Sunday, July 29, 2007

Thoughts on International Trade from Kingston, Ontario – July 28, 2007


International Trade Shifts – implications and possibilities for strategic investment (buckle up – this will take some concentration and it may change your view of the world)

Preamble:

Among the presentations at the BOMA International 100th Anniversary Celebration in NYC was one from James Reeb, a consultant at Cushman and Wakefield who teaches at Penn State and the University of Pennsylvania, on “The New Age of Trade: Globalism and Industrial Real Estate” – an odd topic for an audience of office building owners and managers. It turned out to be an inspired choice:

The Pivotal Concept – get this and the rest will be easier to understand:

The most startling statement made by the presenter (and the one which galvanized my attention) was that in the world of goods and services real estate is no longer a driver – other costs, such as the costs of labor and distribution, have succeeded real estate as the principal drivers. Real estate is now mostly a tactical decision – not a strategic one.

Ergo: The Golden Age of Real Estate is over:

This means the golden age of real estate (build it and they will come) is over with few exceptions. Cities have been left littered with building detritus being picked over by landlords who scrabble for any tenant available in the last few decades – we have all observed this but stay tuned to better understand it. The malaise that results from downgraded real estate use has been blamed on suburbanization and perimeter malls but it now turns out the underlying causes are systemic and global and happening at an accelerating pace.

Not that this cannot be remediated locally to some extent.

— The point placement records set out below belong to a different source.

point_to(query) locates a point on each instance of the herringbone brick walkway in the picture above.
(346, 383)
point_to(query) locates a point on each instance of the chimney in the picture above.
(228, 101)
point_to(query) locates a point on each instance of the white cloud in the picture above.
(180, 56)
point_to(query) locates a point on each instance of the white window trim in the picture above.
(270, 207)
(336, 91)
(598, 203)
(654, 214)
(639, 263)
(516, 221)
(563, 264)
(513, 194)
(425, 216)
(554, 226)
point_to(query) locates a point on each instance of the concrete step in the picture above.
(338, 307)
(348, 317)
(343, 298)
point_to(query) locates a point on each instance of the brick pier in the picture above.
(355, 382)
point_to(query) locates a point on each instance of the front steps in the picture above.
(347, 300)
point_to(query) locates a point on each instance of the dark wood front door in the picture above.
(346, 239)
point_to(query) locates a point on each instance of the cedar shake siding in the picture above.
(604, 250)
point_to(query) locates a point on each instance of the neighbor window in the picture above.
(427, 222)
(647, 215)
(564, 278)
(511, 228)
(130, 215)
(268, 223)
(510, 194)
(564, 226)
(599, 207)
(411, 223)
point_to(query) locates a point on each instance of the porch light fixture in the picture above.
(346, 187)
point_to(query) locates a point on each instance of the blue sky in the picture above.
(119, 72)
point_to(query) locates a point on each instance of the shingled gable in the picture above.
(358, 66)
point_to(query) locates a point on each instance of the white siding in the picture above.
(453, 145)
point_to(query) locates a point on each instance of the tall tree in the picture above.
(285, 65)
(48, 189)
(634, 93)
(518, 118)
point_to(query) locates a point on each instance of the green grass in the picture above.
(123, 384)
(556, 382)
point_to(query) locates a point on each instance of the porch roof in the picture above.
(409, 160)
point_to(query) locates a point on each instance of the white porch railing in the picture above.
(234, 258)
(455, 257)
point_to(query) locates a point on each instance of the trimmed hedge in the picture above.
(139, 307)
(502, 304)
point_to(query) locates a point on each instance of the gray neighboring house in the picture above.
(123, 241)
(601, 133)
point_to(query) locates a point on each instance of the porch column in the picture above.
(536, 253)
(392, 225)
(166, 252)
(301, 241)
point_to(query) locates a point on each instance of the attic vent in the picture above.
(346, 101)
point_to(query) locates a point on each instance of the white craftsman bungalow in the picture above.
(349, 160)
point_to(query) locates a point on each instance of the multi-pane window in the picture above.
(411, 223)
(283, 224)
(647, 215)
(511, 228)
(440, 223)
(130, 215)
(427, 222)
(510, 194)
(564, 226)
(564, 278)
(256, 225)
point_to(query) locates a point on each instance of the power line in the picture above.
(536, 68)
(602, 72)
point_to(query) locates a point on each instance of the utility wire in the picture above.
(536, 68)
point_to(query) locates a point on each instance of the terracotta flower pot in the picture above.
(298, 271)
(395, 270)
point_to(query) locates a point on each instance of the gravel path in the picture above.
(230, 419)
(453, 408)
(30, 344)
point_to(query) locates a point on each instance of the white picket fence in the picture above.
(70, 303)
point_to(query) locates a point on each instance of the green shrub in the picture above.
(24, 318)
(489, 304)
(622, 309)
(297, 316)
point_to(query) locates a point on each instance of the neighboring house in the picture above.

Sometimes inspiration strikes and adaptive building re-use can bring about successful transformations – usually at lower economic value than the prior use. But these efforts at adaptive re-use usually fail if they are not accompanied by shared vision between the city and the landlords. An example of where this succeeded is the transformation of the sewing lofts near the docks in New York City now converted to the “Gallery District” successfully. The city provided the signage and zoning to encourage the transformation – but few cities have the scale to pull this off and while it commands lots of local attention it is a side show in the larger context – fighting over a shrinking pie is less satisfying then opening a new bakery!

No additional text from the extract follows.